Ne dites plus «Journées du Patrimoine» mais «Heritage Days»: MR et Défi dénoncent une «violence symbolique»

Les Journées du Patrimoine bruxelloises s’appellent désormais «Heritage Days». Objectif: cesser la référence sexiste à «l’héritage du père». Ce changement de nom ne plait ni au MR, ni à Défi.

Ne dites plus «Journées du Patrimoine» mais «Heritage Days»: MR et Défi dénoncent une «violence symbolique»
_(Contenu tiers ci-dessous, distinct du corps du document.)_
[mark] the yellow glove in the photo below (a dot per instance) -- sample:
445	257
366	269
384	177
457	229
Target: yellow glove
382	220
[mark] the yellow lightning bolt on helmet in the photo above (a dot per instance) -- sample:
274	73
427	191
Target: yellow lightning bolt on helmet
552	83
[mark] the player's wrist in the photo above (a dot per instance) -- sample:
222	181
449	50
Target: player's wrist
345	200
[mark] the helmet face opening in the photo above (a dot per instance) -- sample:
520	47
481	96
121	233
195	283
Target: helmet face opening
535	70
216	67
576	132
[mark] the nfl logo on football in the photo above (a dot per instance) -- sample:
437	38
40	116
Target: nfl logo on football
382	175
Le MR bruxellois n’en démord pas: il demande au gouvernement bruxellois de revenir à la dénomination initiale des termes «Journées du Patrimoine «et «Open Monumentendagen».
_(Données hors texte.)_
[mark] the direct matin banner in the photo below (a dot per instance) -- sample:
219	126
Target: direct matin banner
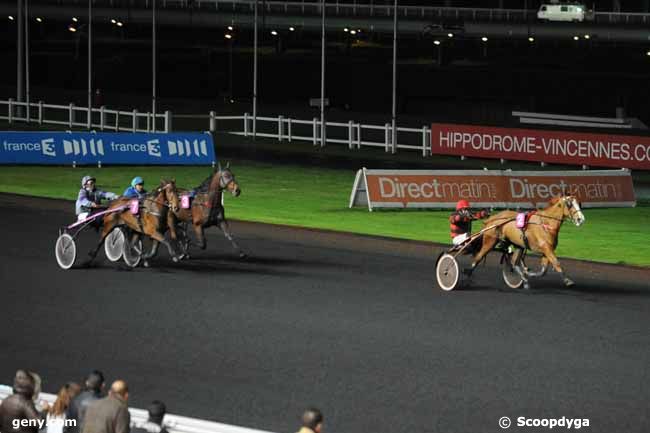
83	148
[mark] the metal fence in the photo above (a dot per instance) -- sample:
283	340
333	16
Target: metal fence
73	116
173	423
352	134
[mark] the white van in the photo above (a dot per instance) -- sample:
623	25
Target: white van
562	12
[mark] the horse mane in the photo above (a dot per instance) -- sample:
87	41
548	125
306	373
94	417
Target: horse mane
205	185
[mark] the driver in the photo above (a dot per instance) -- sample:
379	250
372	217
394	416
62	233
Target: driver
460	221
90	198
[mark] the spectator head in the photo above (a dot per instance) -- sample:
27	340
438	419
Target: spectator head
157	411
120	389
312	418
63	398
24	384
37	385
95	381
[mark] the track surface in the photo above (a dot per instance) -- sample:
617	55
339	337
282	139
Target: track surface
350	324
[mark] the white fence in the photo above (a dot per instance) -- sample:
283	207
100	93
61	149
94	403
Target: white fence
174	423
354	135
73	116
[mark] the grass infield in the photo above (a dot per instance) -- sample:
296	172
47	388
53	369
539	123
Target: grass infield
318	198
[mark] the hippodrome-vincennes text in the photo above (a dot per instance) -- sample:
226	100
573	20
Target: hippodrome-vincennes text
552	146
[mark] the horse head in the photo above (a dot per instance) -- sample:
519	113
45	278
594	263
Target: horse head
226	180
169	191
571	209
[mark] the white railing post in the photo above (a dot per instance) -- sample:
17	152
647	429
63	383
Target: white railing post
168	121
358	136
213	121
245	124
289	127
350	135
386	136
424	141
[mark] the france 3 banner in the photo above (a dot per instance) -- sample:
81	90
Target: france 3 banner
82	148
489	188
561	147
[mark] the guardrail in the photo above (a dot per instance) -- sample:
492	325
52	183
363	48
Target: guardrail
352	8
354	135
73	116
174	423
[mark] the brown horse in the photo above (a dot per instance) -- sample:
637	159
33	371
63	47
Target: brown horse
540	235
206	210
151	220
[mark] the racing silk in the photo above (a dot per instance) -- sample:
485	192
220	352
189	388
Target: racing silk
86	198
131	192
460	221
Pour rappel, l’événement se tient traditionnellement en septembre, lors du week-end de la Journée sans Voiture. Cette année, il a été rebaptisé en «Heritage Days». L’idée de Pascal Smet, Secrétaire d’état bruxellois en charge du Patrimoine, et des responsables de sa gestion, est par là d’éviter toute référence genrée tout en internationalisant la dénomination et en la dépoussiérant. Le «patrimoine» est en effet un concept qu’ils jugent «obsolète et sexiste». Le terme dérive en effet du latin «patrimonium» évoquant l’héritage du père.

Le Mouvement Réformateur regrette à ce propos le manque de concertation avec les autorités locales notamment les communes dont certaines ont exprimé des résistances.

Le chef de groupe MR au Parlement Francophone bruxellois, Gaëtan Van Goidsenhoven, dénonce plus largement le recours systématique de l’anglais par les autorités bruxelloises, ceci au détriment des langues régionales et du multilinguisme, faisant courir un risque d’uniformisation linguistique et culturelle.

Il a déposé une proposition de résolution au parlement régional demandant au gouvernement d’en revenir aux appellations francophone et néerlandophone d’origine des Journées du Patrimoine – Open Monumenten Dagen.

Les linguistes à la rescousse

Pour l’élu Libéral, il est permis de sérieusement remettre en question la conception du caractère «sexiste» du terme patrimoine. Ainsi, il n’est jamais venu à l’esprit du linguiste à la VUB Rik Vosters que ce mot pouvait faire l’objet de controverses. Pour Michel Francard, linguiste à l’UCL, si le mot patrimoine se rattache à la famille étymologique de «père», en latin, les dictionnaires du français ont progressivement donné à «patrimoine» une valeur générique, sans plus le mettre en rapport avec un sexe en particulier», de telle manière qu’il qualifie aujourd’hui des biens provenant d’un père ou d’une mère.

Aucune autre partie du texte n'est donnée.